7. En dernier lieu, si la requérante intitule un paragraphe de sa requête " Sur l'état de santé et la particulière vulnérabilité de Madame A E ", ce titre de paragraphe n'est suivi d'aucun développement, et aucune autre précision n'est fournie dans le reste de ses écritures.
8. Il résulte de ce qui précède que les conclusions de la requête de Mme A tendant à l'annulation de l'arrêt du 14 juin 2024 ne peuvent qu'être rejetées.
Sur les conclusions en injonction :
9. Le présent jugement, qui rejette les conclusions à fin d'annulation présentées par la requérante, n'implique, par lui-même, aucune mesure d'exécution. Par suite, les conclusions à fin d'injonction présentées par Mme A doivent être rejetées
Sur les frais liés au litige :
10. Les dispositions des articles L. 761-1 du code de justice administrative et 37 de la loi du 10 juillet 1991 font obstacle à ce que soit mise à la charge de l'Etat, qui n'est pas dans la présente instance la partie perdante, une quelconque somme à verser à la requérante au titre des frais liés au litige.
DECIDE :
Article 1er : La requête de Mme A est rejetée.

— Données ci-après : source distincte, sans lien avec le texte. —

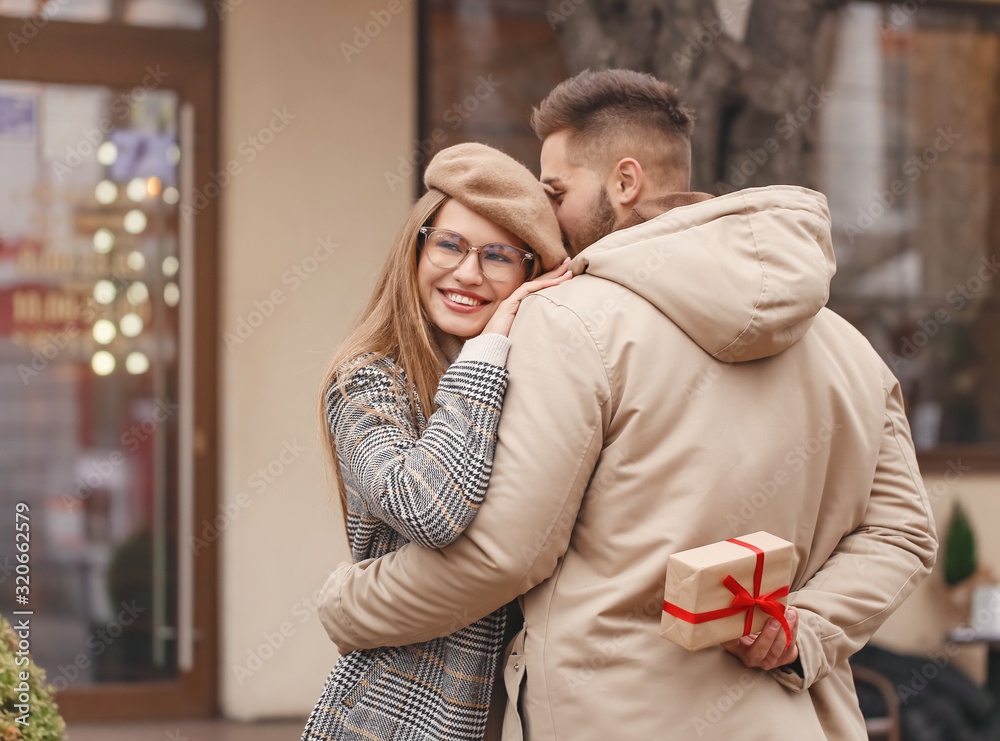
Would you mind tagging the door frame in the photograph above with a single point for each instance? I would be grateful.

Article 2 : Le présent jugement sera notifié à Mme E A, au préfet de la Côte-d'Or et à Me Desprat. Copie en sera adressée au ministre de l'intérieur.
Rendu public par mise à disposition au greffe le 27 septembre 2024.
Le magistrat désigné,
P. C La greffière,
A. Roussilhe
La République mande et ordonne au préfet de la Côte-d'Or, en ce qui le concerne, ou à tous commissaires de justice à ce requis, en ce qui concerne les voies de droit commun contre les parties privées, de pourvoir à l'exécution du présent jugement.